A Couple of Questions About Metadata Scraping

December 16, 2018

In Emby's Development Policy, it says "No code contribution or plug-in shall directly violate or otherwise circumvent or cause the Emby product as a whole to violate or circumvent any laws as governed by the United States of America. ... This includes but is not limited to: Using 'web scraping' techniques to obtain data from a web site."

First: In what way is scraping a public website for metadata illegal if it doesn't adversely affect the website?

And second, macr0dev's Audiobook Metadata Agent plugin for Plex scrapes Audible for audiobook metadata... so does this mean that implementing an identical metadata plugin to perform the same function for Emby would not be allowed?

Edited December 16, 2018 by chyron8472

December 16, 2018

Well nobody's preventing you from writing your own private plugin if that's what you're asking.

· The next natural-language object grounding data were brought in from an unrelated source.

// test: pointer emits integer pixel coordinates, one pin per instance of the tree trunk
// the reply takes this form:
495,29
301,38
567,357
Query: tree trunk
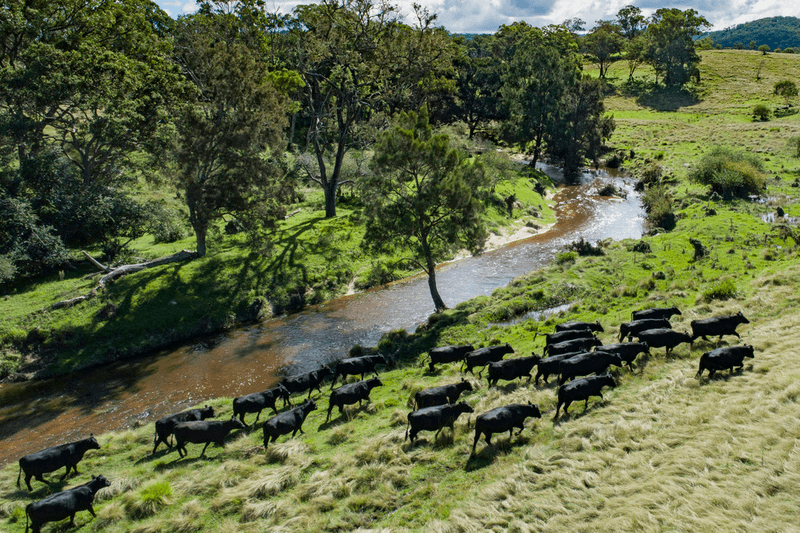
438,303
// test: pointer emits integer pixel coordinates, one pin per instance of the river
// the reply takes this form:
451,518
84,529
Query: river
39,414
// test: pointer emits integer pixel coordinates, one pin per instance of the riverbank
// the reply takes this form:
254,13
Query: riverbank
313,259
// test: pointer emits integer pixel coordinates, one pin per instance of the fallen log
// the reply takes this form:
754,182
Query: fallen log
120,271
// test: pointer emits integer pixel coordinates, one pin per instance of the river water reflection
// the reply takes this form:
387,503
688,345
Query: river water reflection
40,414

The main thing is we want to conform to terms of use of the websites we are pulling data from.

December 16, 2018

Look at the sites from which you are trying to scrape data. More often than not, they will contain a copyright notice. So, scraping the information from the site and then re-distributing it would be the same as xeroxing some books and selling them on the street.

December 17, 2018

Look at the sites from which you are trying to scrape data. More often than not, they will contain a copyright notice. So, scraping the information from the site and then re-distributing it would be the same as xeroxing some books and selling them on the street.

I would liken it more to xeroxing a card file. It's not the book, its the database entry that describes the book.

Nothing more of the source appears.